Choules died Thursday at a nursing home in the Western Australia city of Perth. His life included a 41-year military career that spanned the two world wars. He was also the last living veteran to have served in both WWI and WWII, and was also the last seaman living from the World War I. He and Florence Green, became World War I's last known surviving service members after the death of American Frank Buckles in February of this year. Green, however, was a non-combatant, service as a waitress in the Women's Royal Air Force.
Choules was born on March 3, 1901, in the small British town of Pershore, Worcestershire, and was one of seven children. He was the son of Harry and Madeline (nee Winn). According to AP, he was told his mother had died, but instead she left when he was 5 to pursue an acting career.
Choules joined the Nautical Training Ship Mercury at the age of 14, then transferred to the Royal Navy in October of 1916. He initially served aboard the Naval Training Ship HMS Circe, situated at Plymouth. In 1917, he joined the battleship HMS Revenge, the flagship of the First Battle Squadron. While on the Revenge, , ten days after the Armistice, he watched the 1918 surrender of the German High Seas Fleet, which was the main battle fleet of the German Navy during World War I.
In his autobiography, "The Last of the Last," which was published in 2009, Choules remembered the surrender. He wrote, "There was no sign of fight left in the Germans as they came out of the mist at about 10 a.m. So ended the most momentous day in the annals of naval warfare. A fleet of ships surrendered without firing a shot."
He later joined the Royal Australian Navy and settled permanently in Australia. During World War II, he was chief demolition officer for the western portion of the Australian continent, as well as the acting torpedo officer in Fremantle, Western Australia.

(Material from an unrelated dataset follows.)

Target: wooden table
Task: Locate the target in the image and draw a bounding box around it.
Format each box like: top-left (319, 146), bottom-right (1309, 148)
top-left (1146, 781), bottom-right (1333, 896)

Choules met his wife Ethel (nee Wildgoose) in 1926. He met her on the first day of a six-week boat trip from England to Australia, where he had been sent to serve as a naval instructor at Flinders Naval Depot. Ten months later, they married. The couple spent their next 76 years together, until she died in 2003 at the age of 98. He had 3 children (Daphne, Anne and Adrian), 11 grandchildren and 22 great-grandchildren.